Python Plotly express two bubble markers on the same scatter_geo?


Hi is it possible to have two different bubble types representing two different values from the same dataframe?

Currently my code is as follows:

covid = pd.read_csv('covid_19_data.csv')

fig = px.scatter_geo(covid, locations="Country/Region", locationmode="country names",animation_frame = "ObservationDate", hover_name = "Country/Region", size = "Confirmed", size_max = 100, projection= "natural earth")

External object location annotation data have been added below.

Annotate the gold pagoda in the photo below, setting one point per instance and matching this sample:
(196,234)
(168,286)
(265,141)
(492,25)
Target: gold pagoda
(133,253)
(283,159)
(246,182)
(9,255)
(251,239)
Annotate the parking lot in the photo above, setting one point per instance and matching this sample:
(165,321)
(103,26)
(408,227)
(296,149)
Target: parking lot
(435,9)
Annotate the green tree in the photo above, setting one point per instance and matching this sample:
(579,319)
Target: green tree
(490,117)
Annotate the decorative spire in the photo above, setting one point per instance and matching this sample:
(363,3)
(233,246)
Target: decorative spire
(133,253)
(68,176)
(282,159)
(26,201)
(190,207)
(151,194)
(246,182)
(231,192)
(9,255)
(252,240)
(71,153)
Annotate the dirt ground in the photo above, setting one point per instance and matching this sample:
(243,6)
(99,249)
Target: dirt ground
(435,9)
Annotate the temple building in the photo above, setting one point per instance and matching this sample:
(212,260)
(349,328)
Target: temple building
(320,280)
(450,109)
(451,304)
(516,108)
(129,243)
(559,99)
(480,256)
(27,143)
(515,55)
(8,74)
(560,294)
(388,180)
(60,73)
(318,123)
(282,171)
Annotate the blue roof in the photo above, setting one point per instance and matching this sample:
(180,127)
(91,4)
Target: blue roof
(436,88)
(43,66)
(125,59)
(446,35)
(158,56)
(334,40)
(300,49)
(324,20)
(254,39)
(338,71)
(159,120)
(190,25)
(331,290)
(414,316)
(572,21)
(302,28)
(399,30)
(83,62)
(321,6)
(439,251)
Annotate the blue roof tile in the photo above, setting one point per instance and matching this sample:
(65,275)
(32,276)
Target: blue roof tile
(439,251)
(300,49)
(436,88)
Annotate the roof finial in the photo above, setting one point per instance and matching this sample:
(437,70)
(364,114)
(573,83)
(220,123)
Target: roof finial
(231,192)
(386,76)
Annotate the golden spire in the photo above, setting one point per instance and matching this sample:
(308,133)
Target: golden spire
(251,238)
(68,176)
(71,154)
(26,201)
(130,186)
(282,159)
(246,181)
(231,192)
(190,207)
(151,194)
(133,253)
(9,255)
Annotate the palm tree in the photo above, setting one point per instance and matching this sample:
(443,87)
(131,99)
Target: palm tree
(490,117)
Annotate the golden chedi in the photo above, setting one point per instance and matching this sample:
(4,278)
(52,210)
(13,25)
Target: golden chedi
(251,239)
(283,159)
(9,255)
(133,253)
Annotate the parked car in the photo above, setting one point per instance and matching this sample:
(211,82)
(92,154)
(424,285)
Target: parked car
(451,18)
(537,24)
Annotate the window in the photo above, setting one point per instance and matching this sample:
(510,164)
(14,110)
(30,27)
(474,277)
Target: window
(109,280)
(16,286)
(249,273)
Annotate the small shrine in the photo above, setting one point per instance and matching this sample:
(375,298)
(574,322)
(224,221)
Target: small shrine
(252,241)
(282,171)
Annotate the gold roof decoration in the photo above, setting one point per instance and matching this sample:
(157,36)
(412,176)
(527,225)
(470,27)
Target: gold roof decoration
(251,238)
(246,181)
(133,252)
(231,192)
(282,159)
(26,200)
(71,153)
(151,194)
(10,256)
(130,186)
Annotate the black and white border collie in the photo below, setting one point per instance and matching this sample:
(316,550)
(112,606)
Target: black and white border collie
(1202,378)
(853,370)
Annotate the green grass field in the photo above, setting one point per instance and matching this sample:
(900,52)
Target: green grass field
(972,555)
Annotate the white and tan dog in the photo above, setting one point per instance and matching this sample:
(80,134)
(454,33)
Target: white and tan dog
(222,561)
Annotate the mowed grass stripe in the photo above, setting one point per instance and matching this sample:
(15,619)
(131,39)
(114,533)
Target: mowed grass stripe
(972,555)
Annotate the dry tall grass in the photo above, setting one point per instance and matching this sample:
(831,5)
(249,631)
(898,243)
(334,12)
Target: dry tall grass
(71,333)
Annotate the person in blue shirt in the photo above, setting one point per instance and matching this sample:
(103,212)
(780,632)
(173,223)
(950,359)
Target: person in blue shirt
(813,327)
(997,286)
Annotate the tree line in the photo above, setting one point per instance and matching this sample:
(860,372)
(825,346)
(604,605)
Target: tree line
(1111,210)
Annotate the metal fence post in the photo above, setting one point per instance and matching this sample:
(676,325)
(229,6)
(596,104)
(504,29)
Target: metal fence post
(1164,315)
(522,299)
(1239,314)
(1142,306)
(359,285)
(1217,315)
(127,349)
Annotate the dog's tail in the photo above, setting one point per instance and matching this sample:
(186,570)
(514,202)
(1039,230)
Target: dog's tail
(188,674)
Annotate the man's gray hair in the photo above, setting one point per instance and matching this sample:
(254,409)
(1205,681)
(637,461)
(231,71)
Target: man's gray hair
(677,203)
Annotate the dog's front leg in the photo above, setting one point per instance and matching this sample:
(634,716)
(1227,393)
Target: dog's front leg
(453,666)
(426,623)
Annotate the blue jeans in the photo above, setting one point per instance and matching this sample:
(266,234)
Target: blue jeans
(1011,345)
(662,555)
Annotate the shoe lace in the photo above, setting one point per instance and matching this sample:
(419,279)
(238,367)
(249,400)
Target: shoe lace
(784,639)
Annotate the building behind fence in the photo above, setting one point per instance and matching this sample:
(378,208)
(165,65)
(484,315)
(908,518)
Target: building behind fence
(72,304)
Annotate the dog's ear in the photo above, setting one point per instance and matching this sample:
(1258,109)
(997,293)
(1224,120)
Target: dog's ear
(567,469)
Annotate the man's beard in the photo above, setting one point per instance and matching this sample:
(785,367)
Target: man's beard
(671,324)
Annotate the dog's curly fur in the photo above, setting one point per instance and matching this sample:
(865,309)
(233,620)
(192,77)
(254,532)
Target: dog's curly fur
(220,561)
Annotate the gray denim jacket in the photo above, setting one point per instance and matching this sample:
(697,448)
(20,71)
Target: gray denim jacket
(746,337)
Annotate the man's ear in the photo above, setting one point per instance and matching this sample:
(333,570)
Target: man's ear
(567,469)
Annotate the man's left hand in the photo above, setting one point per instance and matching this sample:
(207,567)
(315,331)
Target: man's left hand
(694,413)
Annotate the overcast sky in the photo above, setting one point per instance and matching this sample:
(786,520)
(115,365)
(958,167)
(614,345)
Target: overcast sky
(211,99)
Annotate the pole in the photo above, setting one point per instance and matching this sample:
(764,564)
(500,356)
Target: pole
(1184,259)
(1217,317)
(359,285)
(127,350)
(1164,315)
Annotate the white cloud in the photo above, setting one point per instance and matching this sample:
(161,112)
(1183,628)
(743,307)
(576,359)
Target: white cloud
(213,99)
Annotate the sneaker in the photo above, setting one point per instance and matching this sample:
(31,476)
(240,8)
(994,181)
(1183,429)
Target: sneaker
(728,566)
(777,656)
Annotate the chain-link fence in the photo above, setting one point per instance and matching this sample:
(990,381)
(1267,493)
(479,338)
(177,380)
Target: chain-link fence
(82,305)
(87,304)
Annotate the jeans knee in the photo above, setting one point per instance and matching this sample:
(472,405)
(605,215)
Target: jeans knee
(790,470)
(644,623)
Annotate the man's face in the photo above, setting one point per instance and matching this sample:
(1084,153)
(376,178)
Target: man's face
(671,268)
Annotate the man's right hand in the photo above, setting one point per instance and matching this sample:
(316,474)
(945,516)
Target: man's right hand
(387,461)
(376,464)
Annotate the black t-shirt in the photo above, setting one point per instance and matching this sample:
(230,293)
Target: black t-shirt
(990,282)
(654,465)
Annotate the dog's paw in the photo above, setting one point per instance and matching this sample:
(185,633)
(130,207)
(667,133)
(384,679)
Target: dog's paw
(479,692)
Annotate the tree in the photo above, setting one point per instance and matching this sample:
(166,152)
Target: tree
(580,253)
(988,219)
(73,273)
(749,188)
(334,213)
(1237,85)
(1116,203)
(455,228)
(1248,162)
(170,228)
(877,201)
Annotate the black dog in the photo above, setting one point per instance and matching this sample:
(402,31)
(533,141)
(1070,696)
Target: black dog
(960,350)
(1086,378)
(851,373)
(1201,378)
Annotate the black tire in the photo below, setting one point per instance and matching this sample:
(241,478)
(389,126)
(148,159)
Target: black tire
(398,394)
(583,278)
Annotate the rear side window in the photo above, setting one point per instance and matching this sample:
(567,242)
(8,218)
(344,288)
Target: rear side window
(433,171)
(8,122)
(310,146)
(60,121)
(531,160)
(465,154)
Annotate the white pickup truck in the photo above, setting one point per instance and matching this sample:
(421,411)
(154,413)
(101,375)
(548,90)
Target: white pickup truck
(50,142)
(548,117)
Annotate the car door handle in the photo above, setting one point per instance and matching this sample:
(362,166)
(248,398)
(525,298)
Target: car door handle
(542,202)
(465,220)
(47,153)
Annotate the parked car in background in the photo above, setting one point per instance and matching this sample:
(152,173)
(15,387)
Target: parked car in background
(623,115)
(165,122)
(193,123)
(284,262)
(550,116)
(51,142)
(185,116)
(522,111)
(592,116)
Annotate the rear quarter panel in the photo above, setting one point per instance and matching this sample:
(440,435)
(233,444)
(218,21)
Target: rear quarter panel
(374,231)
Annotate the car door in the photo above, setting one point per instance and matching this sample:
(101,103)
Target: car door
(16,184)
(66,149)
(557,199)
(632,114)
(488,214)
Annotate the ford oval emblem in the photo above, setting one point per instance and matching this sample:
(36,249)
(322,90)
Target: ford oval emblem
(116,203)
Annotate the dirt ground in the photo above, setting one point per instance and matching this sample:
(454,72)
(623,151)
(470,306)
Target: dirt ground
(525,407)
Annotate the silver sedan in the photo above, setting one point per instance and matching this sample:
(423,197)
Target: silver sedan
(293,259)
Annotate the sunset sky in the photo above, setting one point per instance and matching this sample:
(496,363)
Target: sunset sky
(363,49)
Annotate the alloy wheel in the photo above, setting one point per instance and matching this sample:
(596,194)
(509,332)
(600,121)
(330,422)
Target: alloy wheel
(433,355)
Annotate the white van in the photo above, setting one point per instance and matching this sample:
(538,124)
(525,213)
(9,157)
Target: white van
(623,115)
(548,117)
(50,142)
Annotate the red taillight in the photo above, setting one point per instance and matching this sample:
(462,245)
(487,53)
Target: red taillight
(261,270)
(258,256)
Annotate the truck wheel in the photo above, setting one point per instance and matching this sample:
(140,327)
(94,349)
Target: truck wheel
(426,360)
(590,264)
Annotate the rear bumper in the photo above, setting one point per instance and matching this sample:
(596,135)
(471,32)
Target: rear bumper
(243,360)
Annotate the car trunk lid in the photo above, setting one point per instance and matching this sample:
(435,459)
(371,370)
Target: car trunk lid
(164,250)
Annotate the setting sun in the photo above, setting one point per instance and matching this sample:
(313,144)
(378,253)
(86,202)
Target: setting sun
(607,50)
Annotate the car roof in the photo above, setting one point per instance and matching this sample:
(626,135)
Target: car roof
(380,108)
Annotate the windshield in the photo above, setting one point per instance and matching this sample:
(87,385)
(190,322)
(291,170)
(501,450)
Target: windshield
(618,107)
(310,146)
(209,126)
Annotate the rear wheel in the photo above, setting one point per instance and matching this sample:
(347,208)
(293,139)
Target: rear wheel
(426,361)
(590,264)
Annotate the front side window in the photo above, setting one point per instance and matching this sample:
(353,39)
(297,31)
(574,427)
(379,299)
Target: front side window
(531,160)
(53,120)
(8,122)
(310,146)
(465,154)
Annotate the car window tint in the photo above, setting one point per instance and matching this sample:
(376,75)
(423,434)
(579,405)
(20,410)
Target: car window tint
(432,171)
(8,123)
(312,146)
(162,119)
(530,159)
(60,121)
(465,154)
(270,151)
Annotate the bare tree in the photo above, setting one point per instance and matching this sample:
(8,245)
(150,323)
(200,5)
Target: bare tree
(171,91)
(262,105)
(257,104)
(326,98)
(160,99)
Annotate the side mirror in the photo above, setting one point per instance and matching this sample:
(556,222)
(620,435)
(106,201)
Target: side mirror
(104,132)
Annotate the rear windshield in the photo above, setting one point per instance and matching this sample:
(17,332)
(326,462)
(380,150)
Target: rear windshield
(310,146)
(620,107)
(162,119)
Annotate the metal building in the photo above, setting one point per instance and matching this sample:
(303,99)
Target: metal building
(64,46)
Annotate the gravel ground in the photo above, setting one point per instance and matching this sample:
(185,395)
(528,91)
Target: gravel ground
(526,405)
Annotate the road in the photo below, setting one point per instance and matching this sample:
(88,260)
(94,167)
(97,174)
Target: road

Which produces the following output: Map output

Is it possible to get it to show two different bubbles, one for confirmed cases and another for tweets? The data frame I'm working with is shown here: Dataframe


Solution

  • Sure! You can freely add another dataset from px.scatter_geo() on an existing px.scatter_geo() using:

    fig=px.scatter_geo()
    fig.add_traces(fig1._data)
    fig.add_traces(fig2._data)
    

    Where fig1._data comes from a setup similar to yours in:

    fig = px.scatter_geo(covid, locations="Country/Region", locationmode="country names",animation_frame = "ObservationDate", hover_name = "Country/Region", size = "Confirmed", size_max = 100, projection= "natural earth")
    

    Since you haven't provided a dataset I'll use px.data.gapminder() and use the columns pop and gdpPercap, where the color of the latter is set to 'rgba(255,0,0,0.1)' which is a transparent red:

    enter image description here

    Complete code:

    import plotly.express as px
    df = px.data.gapminder().query("year == 2007")
    fig1 = px.scatter_geo(df, locations="iso_alpha",
                         size="pop", # size of markers, "pop" is one of the columns of gapminder
                         )
    fig2 = px.scatter_geo(df, locations="iso_alpha",
                         size="gdpPercap", # size of markers, "pop" is one of the columns of gapminder
                         )
    
    # fig1.add_traces(fig2._data)
    # fig1.show()
    fig=px.scatter_geo()
    fig.add_traces(fig1._data)
    fig.add_traces(fig2._data)
    
    fig.data[1].marker.color = 'rgba(255,0,0,0.1)'
    
    f = fig.full_figure_for_development(warn=False)
    fig.show()
    

    Please let me know how this works out for you.